Writer-director Rebecca Johnson's film has changed the names of the lead characters in her film out of respect, but the set-up is clearly the same.  A young girl wants to impress her gangster boyfriend by offering up a sacrifice.  What's different is that the film is shot from the perspective of the girl - in this case called Layla and played by Jessica Shula.  Layla has come from Trinidad to live with a mother who is clearly uninterested her in a community that is savage in its bullying and gang affiliations.  Initially a shy conservative girl, Layla quickly becomes obsessed with Troy, a handsome gang member, perhaps to the point of delusion once he sleeps with her, dumps her and moves on.  Shula is an enigmatic actress and perhaps frustratingly so - we never really understand what Layla is thinking in allowing herself to be so used, and for sacrificing her sweet best friend Shaun, but Johnson makes plenty of subtle arguments.

The world of South London inner city black teenagers is portrayed as one of parental neglect, educational impoverishment, crime and bullying.  The value system is so far out of whack - so misogynistic, so corrupt in every sense - that it's no wonder that Layla loses her anchor and ends up a complicit murderess.  One wonders quite whether the real Shaun's family will see it this way, and what reaction the film will provoke.  To my mind, it's an affecting and fascinating film - because it's a type of life that I have no experience with and to which most people in England only read stories mediated by low-rent tabloids like the Daily Mail. It's fantastic to see someone actually try and show the story from the inside. I've got no way of knowing if it's nearer the truth of that particular story, but as a comment on the kind of pressures facing kinds in contemporary London it's tragic and important.

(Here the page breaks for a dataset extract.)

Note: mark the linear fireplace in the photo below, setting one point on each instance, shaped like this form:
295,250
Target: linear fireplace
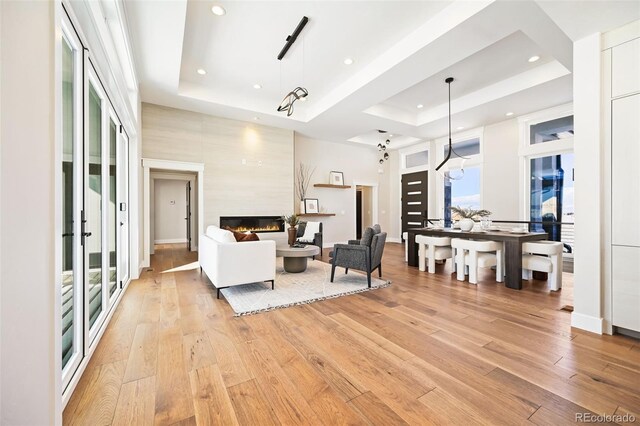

HONEYTRAP has a running time of 90 minutes.  It played London 2014 and does not yet have a commercial release date.

Saturday, October 18, 2014


I felt really sorry for the director of THE WHITE HAIRED WITCH OF LUNAR KINGDOM, who was in the audience for this screening at the LFF.  In his own country, this film must be seen as a stunning and lavish depiction of earnest myth - much in the way that the LORD OF THE RINGS films might be watched here.  But to Western eyes and ears, while much of the costume design and martial arts was fantastic, some of the hokey dialogue (no doubt not helped by poor translation) as well as the cursory if not arbitrary way in which plot is handled, was at times laugh out loud funny.  It's the big budget lavish version of watching that old MONKEY TV show where everything is just ridiculous and entrancing at the same time.

So the movie is based on Liang Yusheng’s apparently classic novel ‘Baifa Monü Zhuan’ and stars Fan BingBing (a massive star in China) as the White Haired Witch of the title.  She's an awesome warrior and called Jade Raksha who stands against the corrupt rulers of the late Ming dynasty and finds her reputation and fortress under threat from armed factions too numerous to keep a track off.  When the movie sticks to beautifully choreographed fight scenes it's impossible not to love it.  But when it switches into high romance, it simply loses its grip on us.  And there were so many armies showing up seemingly at the snap of a finger, and plot twists on a hairpin, I pretty much lost interest after the first half hour.

THE WHITE HAIRED WITCH OF LUNAR KINGDOM has a running time of 103 minutes.  It opened earlier this year in China, Vietnam, Hong Kong, Singapore and Cambodia.